A block of mass m slides along a surface where \[\mu \]is the coefficient of kinetic friction. A man pushes the block with a force F which makes an angle$\theta $with the horizontal as shown below. The block moves with constant velocity v. Power delivered by the man is:

A) $0$
B) $[F.v\cos \theta ]$
C) $[F\cos \theta - \mu (mg + F\sin \theta )]v$
D) $[F\cos \theta + \mu (mg + F\sin \theta )]v$$$

Answer 1

Hint: Recall that the frictional force is defined as the force that opposes the motion of the object when two surfaces are in contact with each other. The frictional force always acts in a direction opposite to the direction of motion of the object. It also varies with the type of surface of the object.

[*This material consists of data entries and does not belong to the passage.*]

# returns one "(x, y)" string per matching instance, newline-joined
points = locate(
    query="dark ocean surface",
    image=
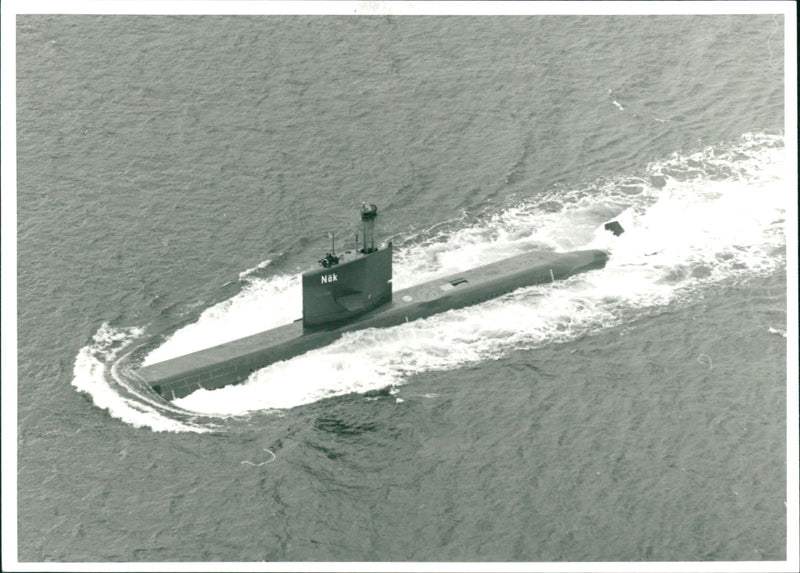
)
(176, 173)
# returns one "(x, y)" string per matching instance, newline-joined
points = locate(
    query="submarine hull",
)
(233, 362)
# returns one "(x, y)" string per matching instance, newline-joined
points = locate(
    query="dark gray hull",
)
(233, 362)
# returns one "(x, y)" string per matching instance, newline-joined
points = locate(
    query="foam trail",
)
(262, 265)
(92, 377)
(714, 216)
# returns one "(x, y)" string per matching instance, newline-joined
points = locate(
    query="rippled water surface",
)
(176, 173)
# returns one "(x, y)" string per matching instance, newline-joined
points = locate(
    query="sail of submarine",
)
(353, 291)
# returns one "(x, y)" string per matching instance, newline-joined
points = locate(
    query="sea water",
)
(176, 174)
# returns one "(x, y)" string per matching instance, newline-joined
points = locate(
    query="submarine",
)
(353, 291)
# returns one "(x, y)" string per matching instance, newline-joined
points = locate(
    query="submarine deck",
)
(234, 361)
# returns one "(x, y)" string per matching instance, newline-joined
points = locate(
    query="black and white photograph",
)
(399, 286)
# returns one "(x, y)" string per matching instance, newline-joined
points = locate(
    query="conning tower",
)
(350, 284)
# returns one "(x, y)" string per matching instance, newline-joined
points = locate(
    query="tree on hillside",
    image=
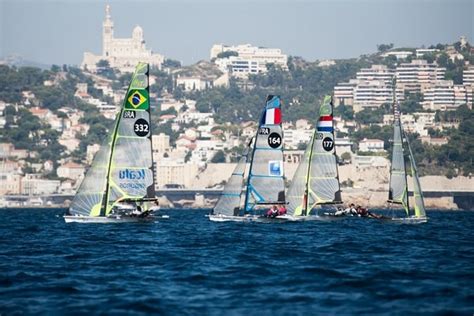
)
(384, 47)
(219, 157)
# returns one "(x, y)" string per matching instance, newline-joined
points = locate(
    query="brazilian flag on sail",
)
(137, 99)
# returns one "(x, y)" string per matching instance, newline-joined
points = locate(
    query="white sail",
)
(419, 206)
(229, 201)
(316, 180)
(123, 167)
(265, 184)
(398, 189)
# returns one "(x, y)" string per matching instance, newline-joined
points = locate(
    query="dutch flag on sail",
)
(325, 124)
(272, 116)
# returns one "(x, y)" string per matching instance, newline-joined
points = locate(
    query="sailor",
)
(272, 212)
(340, 212)
(362, 212)
(281, 210)
(155, 207)
(350, 210)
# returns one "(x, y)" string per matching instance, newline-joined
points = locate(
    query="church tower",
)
(107, 33)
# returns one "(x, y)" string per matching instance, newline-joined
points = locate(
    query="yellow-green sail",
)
(123, 167)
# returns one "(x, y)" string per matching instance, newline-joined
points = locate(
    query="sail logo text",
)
(132, 174)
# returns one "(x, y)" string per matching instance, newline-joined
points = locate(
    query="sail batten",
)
(123, 167)
(398, 188)
(316, 181)
(265, 183)
(230, 199)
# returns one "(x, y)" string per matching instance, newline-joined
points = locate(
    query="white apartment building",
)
(372, 94)
(468, 76)
(169, 171)
(376, 72)
(344, 93)
(71, 170)
(398, 54)
(444, 95)
(371, 88)
(32, 184)
(373, 145)
(250, 59)
(193, 83)
(420, 52)
(294, 137)
(121, 53)
(418, 75)
(161, 143)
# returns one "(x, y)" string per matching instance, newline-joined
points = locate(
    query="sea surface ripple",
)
(189, 266)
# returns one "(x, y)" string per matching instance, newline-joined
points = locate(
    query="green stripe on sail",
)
(326, 108)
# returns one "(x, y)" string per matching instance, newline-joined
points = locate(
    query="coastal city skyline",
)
(299, 29)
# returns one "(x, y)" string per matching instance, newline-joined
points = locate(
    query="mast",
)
(105, 202)
(405, 167)
(398, 185)
(265, 183)
(247, 191)
(306, 188)
(337, 197)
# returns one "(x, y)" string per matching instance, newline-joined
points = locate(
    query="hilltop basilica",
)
(121, 53)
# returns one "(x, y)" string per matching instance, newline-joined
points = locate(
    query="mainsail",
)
(229, 201)
(398, 190)
(265, 183)
(123, 167)
(417, 193)
(316, 180)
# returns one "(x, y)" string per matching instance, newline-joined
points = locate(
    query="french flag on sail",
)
(325, 124)
(272, 116)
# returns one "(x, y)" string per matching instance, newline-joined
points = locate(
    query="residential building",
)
(33, 184)
(71, 170)
(372, 87)
(468, 75)
(398, 54)
(10, 183)
(121, 53)
(418, 75)
(161, 143)
(195, 83)
(249, 59)
(344, 93)
(373, 145)
(420, 52)
(170, 171)
(444, 95)
(434, 141)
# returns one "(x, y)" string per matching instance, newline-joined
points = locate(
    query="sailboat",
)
(246, 200)
(398, 187)
(119, 186)
(316, 181)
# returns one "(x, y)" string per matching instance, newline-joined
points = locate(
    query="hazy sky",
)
(60, 31)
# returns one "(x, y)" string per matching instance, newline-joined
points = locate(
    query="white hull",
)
(105, 220)
(411, 220)
(245, 219)
(308, 218)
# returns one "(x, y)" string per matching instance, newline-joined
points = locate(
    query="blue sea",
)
(189, 266)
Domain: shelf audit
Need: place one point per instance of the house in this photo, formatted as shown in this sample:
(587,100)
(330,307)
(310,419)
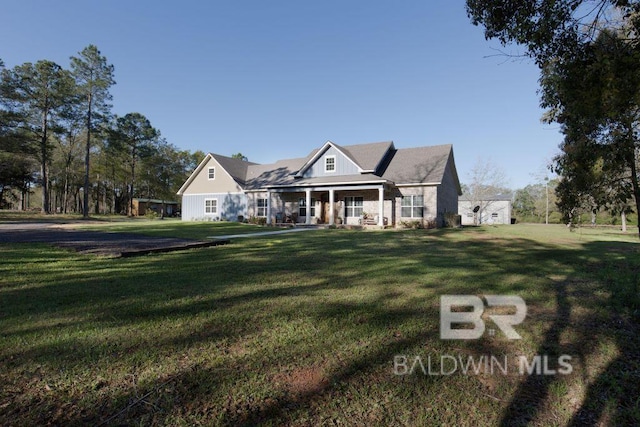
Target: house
(142,206)
(490,210)
(367,183)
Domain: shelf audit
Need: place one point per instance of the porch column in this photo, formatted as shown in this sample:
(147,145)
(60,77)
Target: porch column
(268,207)
(331,210)
(308,203)
(381,206)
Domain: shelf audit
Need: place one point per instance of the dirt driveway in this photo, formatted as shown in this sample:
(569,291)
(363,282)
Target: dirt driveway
(92,242)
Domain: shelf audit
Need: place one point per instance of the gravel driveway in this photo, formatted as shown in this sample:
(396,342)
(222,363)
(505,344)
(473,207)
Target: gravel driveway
(93,242)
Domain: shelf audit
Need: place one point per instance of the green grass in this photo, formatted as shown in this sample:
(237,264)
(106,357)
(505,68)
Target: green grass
(172,227)
(302,329)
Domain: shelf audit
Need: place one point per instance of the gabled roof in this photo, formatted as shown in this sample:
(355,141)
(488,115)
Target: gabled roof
(280,173)
(236,168)
(376,162)
(315,155)
(366,157)
(420,165)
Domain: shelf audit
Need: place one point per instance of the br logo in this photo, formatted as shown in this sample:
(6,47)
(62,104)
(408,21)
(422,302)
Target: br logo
(474,317)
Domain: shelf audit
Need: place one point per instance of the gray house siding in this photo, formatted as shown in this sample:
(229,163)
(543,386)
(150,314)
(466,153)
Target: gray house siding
(229,206)
(344,166)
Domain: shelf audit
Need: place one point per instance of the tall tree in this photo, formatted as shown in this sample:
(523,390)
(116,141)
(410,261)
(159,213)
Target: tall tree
(38,96)
(589,54)
(94,77)
(596,99)
(134,135)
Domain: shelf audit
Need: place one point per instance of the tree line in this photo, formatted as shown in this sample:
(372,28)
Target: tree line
(588,53)
(58,134)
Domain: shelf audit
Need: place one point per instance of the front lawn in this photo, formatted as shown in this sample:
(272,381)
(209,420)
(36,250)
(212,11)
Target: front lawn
(304,329)
(172,227)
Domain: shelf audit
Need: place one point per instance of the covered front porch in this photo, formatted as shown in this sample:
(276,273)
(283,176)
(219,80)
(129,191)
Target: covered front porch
(364,204)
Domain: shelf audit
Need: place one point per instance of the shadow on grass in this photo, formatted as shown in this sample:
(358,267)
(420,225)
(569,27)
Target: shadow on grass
(218,319)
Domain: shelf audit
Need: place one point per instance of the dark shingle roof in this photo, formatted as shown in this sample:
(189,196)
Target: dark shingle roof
(235,167)
(369,156)
(418,165)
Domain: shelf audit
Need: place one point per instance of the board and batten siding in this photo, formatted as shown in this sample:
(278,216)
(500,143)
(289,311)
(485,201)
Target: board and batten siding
(230,205)
(344,166)
(222,183)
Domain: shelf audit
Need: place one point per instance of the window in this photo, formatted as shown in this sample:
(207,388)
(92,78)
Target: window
(330,164)
(302,206)
(211,206)
(261,210)
(353,206)
(412,207)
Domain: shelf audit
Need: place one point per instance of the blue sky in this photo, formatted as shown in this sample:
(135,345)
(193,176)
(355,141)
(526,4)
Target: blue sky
(277,79)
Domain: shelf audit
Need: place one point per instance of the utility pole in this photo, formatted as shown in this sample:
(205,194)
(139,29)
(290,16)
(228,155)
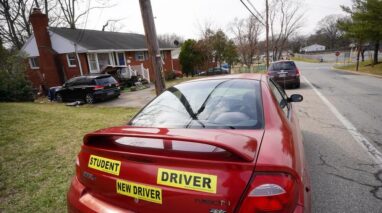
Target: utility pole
(267,31)
(261,20)
(152,44)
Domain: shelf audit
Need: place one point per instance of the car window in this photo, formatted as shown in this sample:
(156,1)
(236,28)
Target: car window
(80,81)
(223,103)
(287,65)
(71,82)
(281,97)
(105,81)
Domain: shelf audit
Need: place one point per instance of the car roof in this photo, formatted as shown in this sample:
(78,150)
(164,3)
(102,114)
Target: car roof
(250,76)
(95,76)
(281,61)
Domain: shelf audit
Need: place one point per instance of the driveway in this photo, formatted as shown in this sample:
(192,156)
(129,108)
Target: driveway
(135,99)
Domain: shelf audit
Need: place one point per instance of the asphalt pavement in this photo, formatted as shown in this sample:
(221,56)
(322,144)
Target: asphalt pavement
(341,122)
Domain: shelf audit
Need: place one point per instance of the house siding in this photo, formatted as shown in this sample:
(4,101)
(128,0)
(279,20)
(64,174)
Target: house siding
(167,66)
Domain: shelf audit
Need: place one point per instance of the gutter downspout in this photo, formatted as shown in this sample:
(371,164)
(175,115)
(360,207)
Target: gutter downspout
(78,58)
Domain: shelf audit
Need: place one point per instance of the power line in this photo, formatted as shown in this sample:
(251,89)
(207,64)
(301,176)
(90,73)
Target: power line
(252,12)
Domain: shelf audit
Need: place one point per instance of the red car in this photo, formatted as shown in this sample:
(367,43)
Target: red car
(224,144)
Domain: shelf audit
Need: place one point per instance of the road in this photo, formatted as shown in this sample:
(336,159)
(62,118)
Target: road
(346,176)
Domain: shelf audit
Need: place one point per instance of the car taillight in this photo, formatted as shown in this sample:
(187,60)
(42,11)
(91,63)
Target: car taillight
(271,193)
(98,87)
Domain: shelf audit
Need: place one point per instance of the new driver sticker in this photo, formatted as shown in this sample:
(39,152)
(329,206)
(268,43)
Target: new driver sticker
(139,191)
(104,164)
(187,180)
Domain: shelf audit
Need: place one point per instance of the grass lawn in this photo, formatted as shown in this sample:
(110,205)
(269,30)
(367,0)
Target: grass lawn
(38,147)
(309,60)
(364,67)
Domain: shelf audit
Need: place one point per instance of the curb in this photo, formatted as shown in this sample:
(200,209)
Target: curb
(357,73)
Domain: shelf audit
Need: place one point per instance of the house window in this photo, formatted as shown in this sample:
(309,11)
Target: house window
(93,62)
(104,60)
(140,56)
(121,58)
(71,57)
(34,63)
(163,55)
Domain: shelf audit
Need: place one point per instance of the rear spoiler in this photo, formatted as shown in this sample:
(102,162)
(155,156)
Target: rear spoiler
(239,145)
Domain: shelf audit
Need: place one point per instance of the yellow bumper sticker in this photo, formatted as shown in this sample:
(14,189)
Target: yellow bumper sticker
(139,191)
(187,180)
(104,164)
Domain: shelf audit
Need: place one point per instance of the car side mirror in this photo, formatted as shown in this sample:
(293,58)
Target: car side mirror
(295,98)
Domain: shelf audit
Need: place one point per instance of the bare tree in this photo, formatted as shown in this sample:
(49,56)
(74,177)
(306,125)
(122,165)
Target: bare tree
(328,28)
(246,37)
(285,20)
(71,13)
(169,39)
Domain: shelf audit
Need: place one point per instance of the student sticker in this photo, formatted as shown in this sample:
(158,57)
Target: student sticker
(104,164)
(139,191)
(187,180)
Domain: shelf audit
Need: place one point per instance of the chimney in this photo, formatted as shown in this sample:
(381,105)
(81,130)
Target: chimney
(48,67)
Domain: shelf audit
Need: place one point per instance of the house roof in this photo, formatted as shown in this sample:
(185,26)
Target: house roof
(104,40)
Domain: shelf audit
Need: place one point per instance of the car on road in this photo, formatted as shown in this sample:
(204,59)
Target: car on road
(88,88)
(214,71)
(221,144)
(285,73)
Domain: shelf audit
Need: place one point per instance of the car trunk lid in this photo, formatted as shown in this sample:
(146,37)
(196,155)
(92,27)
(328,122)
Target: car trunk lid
(150,169)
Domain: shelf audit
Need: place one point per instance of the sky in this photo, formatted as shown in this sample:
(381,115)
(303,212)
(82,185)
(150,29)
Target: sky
(186,18)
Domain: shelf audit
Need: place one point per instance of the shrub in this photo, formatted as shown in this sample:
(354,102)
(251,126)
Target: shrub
(14,85)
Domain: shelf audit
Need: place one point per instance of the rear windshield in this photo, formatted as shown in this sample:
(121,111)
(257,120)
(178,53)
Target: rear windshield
(223,103)
(105,81)
(288,65)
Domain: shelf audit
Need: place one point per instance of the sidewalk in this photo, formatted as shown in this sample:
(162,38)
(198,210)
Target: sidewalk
(357,73)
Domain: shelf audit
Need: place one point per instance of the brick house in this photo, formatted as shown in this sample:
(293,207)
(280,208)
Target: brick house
(57,54)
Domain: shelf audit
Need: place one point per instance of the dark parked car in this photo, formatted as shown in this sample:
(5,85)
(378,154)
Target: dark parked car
(285,73)
(214,71)
(89,88)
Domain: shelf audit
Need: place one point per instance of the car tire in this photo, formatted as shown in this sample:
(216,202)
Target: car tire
(59,98)
(89,98)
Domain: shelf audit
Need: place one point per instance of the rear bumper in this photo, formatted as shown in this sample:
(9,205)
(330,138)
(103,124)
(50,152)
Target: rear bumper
(79,200)
(106,94)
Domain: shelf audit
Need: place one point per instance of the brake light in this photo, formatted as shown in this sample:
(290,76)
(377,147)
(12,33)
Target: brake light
(297,72)
(98,87)
(271,193)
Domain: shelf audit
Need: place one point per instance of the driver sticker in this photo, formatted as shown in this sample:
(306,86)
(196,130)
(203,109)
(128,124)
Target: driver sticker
(187,180)
(139,191)
(104,164)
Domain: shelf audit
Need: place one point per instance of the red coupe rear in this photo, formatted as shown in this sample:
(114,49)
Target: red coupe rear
(225,144)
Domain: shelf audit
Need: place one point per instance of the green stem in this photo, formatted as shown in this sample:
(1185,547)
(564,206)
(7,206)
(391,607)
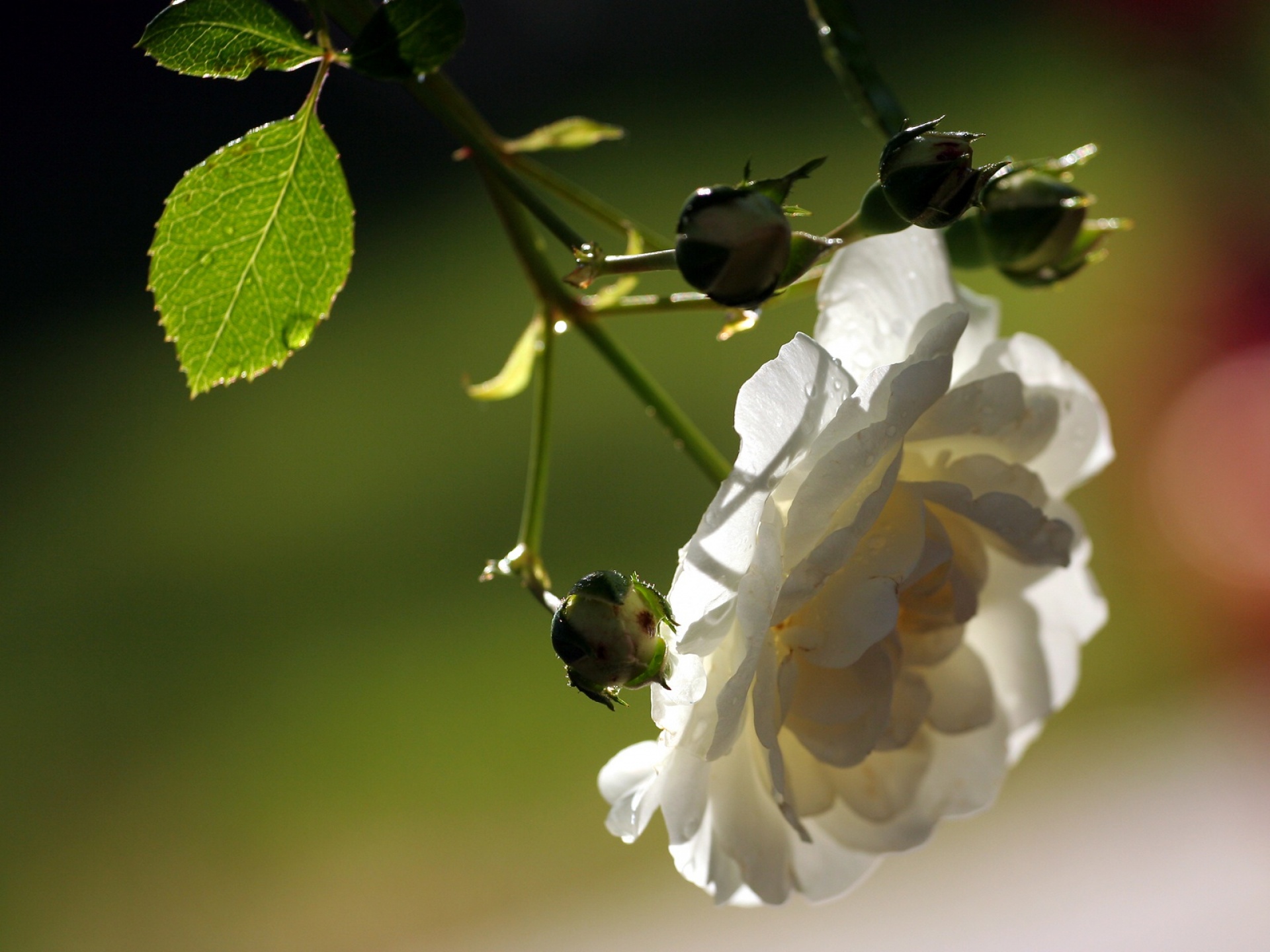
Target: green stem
(592,205)
(440,95)
(351,15)
(534,516)
(654,397)
(638,264)
(847,55)
(851,230)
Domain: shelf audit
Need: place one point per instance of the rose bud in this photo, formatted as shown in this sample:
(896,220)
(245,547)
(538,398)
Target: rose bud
(733,244)
(1034,225)
(929,177)
(606,633)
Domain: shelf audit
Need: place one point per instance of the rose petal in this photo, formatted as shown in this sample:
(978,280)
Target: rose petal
(874,294)
(1006,636)
(962,695)
(685,795)
(1021,527)
(910,701)
(747,825)
(887,782)
(964,776)
(807,781)
(630,782)
(1082,441)
(779,412)
(839,714)
(826,870)
(755,601)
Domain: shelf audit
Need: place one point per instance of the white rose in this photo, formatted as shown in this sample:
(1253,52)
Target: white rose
(887,597)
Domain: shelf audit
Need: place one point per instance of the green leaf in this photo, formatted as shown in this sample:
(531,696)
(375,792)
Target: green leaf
(806,251)
(407,38)
(611,295)
(252,248)
(232,38)
(519,370)
(574,132)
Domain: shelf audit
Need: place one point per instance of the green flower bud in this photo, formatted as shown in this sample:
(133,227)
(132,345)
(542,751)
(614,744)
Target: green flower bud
(929,177)
(1032,219)
(1033,223)
(733,244)
(606,633)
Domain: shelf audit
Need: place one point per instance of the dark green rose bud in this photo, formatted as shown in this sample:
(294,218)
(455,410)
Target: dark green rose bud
(929,177)
(606,633)
(733,244)
(1034,223)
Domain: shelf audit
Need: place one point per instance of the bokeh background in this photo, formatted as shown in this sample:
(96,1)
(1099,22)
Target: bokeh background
(252,696)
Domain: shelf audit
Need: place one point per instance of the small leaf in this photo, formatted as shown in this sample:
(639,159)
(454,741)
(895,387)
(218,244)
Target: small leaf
(407,38)
(574,132)
(230,38)
(252,248)
(625,285)
(806,251)
(778,190)
(519,370)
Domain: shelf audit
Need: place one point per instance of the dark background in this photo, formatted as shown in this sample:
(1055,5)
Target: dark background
(251,694)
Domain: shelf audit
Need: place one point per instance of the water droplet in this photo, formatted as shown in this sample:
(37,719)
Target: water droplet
(299,332)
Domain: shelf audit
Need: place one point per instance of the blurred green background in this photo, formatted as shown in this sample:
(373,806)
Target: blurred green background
(252,696)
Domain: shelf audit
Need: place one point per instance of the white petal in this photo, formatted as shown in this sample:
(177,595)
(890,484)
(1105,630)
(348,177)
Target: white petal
(747,825)
(1070,610)
(806,778)
(1006,636)
(962,695)
(756,594)
(964,776)
(779,413)
(982,331)
(931,647)
(1082,442)
(630,782)
(685,795)
(887,782)
(910,701)
(992,414)
(1021,527)
(826,870)
(839,714)
(981,474)
(874,294)
(849,471)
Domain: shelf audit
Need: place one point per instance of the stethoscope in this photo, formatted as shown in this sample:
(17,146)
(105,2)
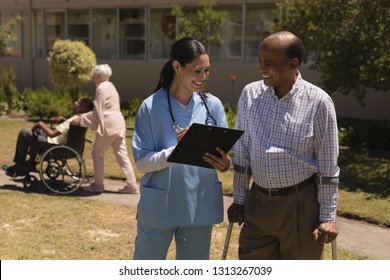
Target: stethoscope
(208,121)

Complete step by step solution:
Since force is a vector quantity, it will have two components. One in horizontal direction which is $F\cos \theta $ and the other is vertical component which is $F\sin \theta $.
Also the normal force N will act in an upward direction and the weight ‘mg’ will act in a downward direction.
Also the coefficient of friction is given by the formula,
$\mu = \dfrac{F}{N}$
Where F is the frictional force
And N is the normal force
$F = \mu N$---(i)
The component of force along horizontal direction is $F\cos \theta $.
$\therefore $equation (i) can be written as
$F\cos \theta - \mu N = 0$---(ii)
The normal force is balanced by the vertical component of force and weight ‘mg’ as they are acting in an opposite direction to the force. Therefore, it can be written as
$\Rightarrow N = mg + F\sin \theta $---(iii)
Substituting the value of N from equation (iii) in equation (ii),
$\Rightarrow F\cos \theta - \mu [mg + F\sin \theta ] = 0$---(iv)
When an object is moving with a constant velocity with some applied force, the formula for power is written as
$Power = Force \times Velocity$
Substituting the value of force, from equation (iv)
$\Rightarrow P = [F\cos \theta - \mu (mg + F\sin \theta )]v$
The power delivered by the man is
$\Rightarrow P = [F\cos \theta - \mu (mg + F\sin \theta )]v$

Option (C) is the right answer.

Note: It is important to remember that the coefficient of friction is the ratio of frictional force and the normal force. When there is a lot of friction between the two surfaces, then the value of coefficient of friction is high. It measures how one object moves in relation to another object in contact.